Nothing to Fear but Fear Itself

Fear: An unpleasant often strong emotion caused by anticipation or awareness of danger.-Anxious Concern

Scared: Thrown into or being in a state of fear, fright or panic.

We all have things that we fear or are scared of. My fear in life used to be of not finding something that would make me happy or finding someone to love me...or walking sticks (I am terrified of walking sticks and spiders). Now, I am still fearful of the future and of what it holds - I'm curious as to who I will spend the rest of my life with and if I will ever find that someone, and when it will happen. I see so many 'happy couples' and I still go out with my friends as the only single person and it makes me feel a little sad at times.
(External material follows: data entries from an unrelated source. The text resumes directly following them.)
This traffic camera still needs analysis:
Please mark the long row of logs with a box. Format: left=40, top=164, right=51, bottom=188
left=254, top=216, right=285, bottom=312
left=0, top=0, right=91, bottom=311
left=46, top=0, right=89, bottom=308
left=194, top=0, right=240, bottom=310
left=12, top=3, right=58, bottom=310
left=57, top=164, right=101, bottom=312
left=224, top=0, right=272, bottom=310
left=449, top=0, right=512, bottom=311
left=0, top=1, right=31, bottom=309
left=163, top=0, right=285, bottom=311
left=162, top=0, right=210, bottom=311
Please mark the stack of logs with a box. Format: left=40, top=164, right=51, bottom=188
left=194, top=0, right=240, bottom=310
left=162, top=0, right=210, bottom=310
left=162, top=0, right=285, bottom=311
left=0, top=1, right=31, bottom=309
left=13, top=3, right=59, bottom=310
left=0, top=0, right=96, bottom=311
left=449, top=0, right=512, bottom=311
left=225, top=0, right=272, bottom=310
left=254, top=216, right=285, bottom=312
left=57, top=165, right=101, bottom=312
I've lived by myself for so long that I sometimes feel like I'm almost destined to stay alone - but that fear is being over powered by another fear. I'm constantly in fear, looking over my shoulder, checking the peep-hole before I open the door, having people walk me to my car. I have a criminal trespassing warning out on this guy, to where he can't step on church or my apartment complex property.

As I was going to church on Sunday morning he was just sitting there on the church property line. That's it, just sitting. He knows his limits and he definitely pushes them. I was just very uncomfortable with him sitting there. I had to drive by a couple of times before I had enough strength to pull into the parking lot. I hate having that feeling in the pit of my stomach. I shoudn't have to worry about going to work in the mornings.

I hate being nervous all the time. Now one should have to live like this and be scared to go anywhere. I'm hoping these warnings will help because I just want to go back ot how my life used to be.